What I was wondering is if anyone was aware of work by Tivo Developers to create a Tivo Web API that allowed for several types of requests:

1) Retrieve Now Showing List
2) Retrieve Season Pass List
3) Retrieve To Do List
4) Send a Recording Request
5) Send a Season Pass Request

If not an open Web API, what about Tivo working directly with some of the more common social networking and blogging sites, like Facebook and Wordpress?

Are there security/privacy concerns that are keeping this from happening? Could there be a license agreement for those that want this data could accept with the understanding that these specific data items are at a higher security/privacy risk?

Thanks!

Jeff


----------



## jbcooley

box464 said:


> I was curious if anyone was aware of the development of an OFFICIAL Tivo Web API.
> 
> What I was wondering is if anyone was aware of work by Tivo Developers to create a Tivo Web API that allowed for several types of requests:
> 
> 1) Retrieve Now Showing List


This is available with the HMO protocol. But you have to have be on the local network or have some ports forwarded from the outside to access this. It's a HTTP/POX api. If you're looking for a language wrapper, there are several. Just no official tivo wrapper. (There may have been a C++ wrapper at one time, but I can't find it anywhere now)

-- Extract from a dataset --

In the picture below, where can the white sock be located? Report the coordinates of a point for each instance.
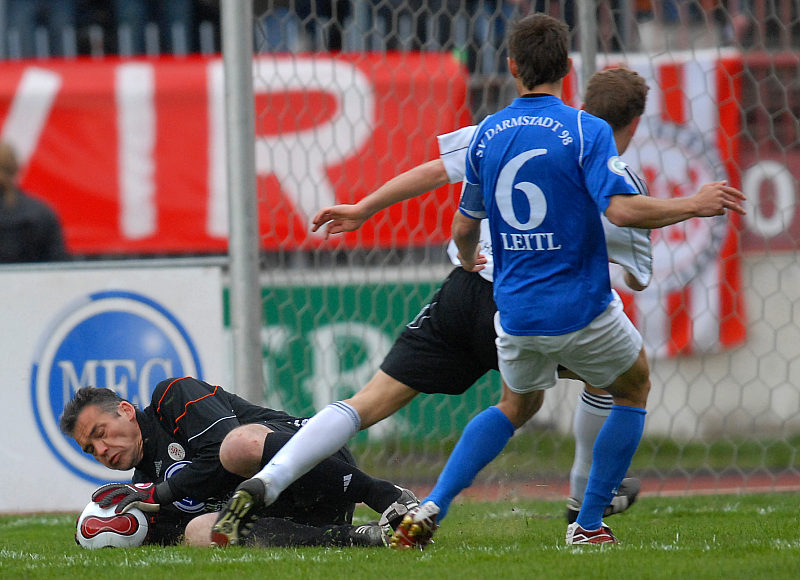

> 2) Retrieve Season Pass List
> 3) Retrieve To Do List
> 4) Send a Recording Request
> 5) Send a Season Pass Request


These would be very cool to have, but it's not possible outside of tivo to the best of my knowledge. You can send recording requests on their website, but nothing scripted.

Josh


----------



## wmcbrine

Technically, none of these are documented -- the official HMO spec covers only Music and Photos -- but yeah, the NPL (and TiVoToGo/TiVoToComeBack) functionality is based on HMO (or, as TiVo sometimes refers to it in these documents, Calypso). You should read the HMO spec if you want to understand it.


----------